Nevertheless, this research marks a pivotal step towards personalized cancer immunotherapy tailored to tumor biology and individual immune profiles.
Expert Insight
Dr. Jean Legembre, the lead investigator of the study, emphasizes: “While overcoming plasmin’s interference is not a cure-all, it represents a crucial advancement in enhancing the immune system’s natural arsenal against difficult-to-treat solid tumors. Our work lays the foundation for next-generation immunotherapies that could improve survival and quality of life for many patients.”
Patient Scenario: Sarah’s Journey Towards New Therapeutic Hope
Consider Sarah, a 52-year-old woman diagnosed with an aggressive form of solid tumor. After several rounds of standard therapies, her cancer showed resistance, and her oncologist suggested participation in a clinical trial involving immunotherapy combined with a novel plasmin inhibitor. By blocking plasmin-mediated FasL cleavage, Sarah’s immune system regained its capacity to attack tumor cells more effectively.
Over the next months, her tumor shrank significantly, demonstrating the potential of this innovative approach. While this is just one example, it illustrates how insights from evolutionary biology and molecular immunology can translate into transformative patient care.
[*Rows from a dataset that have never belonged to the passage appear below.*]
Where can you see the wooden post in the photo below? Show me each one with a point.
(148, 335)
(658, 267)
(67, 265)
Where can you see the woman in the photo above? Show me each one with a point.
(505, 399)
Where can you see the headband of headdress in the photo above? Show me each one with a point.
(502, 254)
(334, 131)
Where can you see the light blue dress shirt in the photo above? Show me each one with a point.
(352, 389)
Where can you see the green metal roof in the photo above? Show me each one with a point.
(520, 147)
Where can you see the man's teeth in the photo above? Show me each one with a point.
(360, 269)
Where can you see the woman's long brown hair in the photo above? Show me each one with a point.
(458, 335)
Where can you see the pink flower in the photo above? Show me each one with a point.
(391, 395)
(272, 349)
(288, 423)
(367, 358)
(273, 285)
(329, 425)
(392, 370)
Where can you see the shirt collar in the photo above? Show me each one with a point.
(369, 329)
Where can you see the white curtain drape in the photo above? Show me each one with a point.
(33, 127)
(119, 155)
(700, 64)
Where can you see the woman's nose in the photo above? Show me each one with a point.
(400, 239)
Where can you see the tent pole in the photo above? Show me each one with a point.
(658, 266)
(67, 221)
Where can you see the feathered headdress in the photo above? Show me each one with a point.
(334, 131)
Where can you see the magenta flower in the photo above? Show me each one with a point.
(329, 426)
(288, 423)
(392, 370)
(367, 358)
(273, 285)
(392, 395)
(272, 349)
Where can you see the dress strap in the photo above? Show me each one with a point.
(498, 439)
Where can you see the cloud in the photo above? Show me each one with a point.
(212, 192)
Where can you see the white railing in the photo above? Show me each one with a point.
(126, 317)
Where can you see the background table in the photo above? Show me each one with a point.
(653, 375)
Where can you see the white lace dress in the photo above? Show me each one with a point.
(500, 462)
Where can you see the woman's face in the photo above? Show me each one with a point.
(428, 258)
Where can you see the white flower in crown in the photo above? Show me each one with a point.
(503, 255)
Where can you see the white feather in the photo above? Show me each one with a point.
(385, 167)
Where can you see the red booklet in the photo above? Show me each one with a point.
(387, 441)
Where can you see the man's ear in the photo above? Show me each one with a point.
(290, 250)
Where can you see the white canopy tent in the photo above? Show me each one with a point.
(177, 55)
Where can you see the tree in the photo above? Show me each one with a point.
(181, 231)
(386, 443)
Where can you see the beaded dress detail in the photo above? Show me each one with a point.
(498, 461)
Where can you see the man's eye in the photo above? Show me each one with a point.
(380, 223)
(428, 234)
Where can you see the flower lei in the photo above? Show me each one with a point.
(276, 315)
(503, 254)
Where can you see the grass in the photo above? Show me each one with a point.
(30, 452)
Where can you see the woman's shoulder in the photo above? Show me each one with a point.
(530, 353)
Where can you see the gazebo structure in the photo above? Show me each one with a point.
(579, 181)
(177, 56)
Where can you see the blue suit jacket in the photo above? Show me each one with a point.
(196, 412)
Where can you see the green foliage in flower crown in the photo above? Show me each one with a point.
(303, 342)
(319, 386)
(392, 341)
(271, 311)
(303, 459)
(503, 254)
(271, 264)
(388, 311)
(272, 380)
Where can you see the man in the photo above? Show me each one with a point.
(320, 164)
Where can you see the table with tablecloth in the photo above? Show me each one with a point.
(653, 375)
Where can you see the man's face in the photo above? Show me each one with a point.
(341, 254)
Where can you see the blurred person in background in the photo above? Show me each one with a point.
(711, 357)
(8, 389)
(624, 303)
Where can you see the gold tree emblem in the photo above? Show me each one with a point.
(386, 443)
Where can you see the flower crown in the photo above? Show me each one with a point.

Conclusion: Evolutionary Biology Illuminates New Paths in Cancer Treatment
The higher incidence of cancer in humans compared to chimpanzees is partly explained by an evolutionary vulnerability: human Fas ligand is susceptible to cleavage by plasmin, weakening immune cell-mediated cancer cell killing.
This newly uncovered mechanism offers a promising target to enhance immunotherapy for challenging solid tumors. Although more research is required to translate these findings into safe and effective clinical treatments, the study from the University of California, Davis stands as a testament to the power of combining evolutionary insights with cutting-edge biomedical science.
By understanding and overcoming the evolutionary “flaws” in our immune system, we move closer to developing more effective personalized therapies, ultimately improving cancer outcomes worldwide.
References
Wamba BEN, Mondal T, Freenor VF, Shaheed M, Pang O, Bedinger D, Legembre P, Devel L, Bhatnagar S, Leiserowitz GS, Tushir-Singh J. Evolutionary regulation of human Fas ligand (CD95L) by plasmin in solid cancer immunotherapy. Nat Commun. 2025 Jul 1;16(1):5748. doi: 10.1038/s41467-025-60990-0. PMID: 40593750; PMCID: PMC12217004.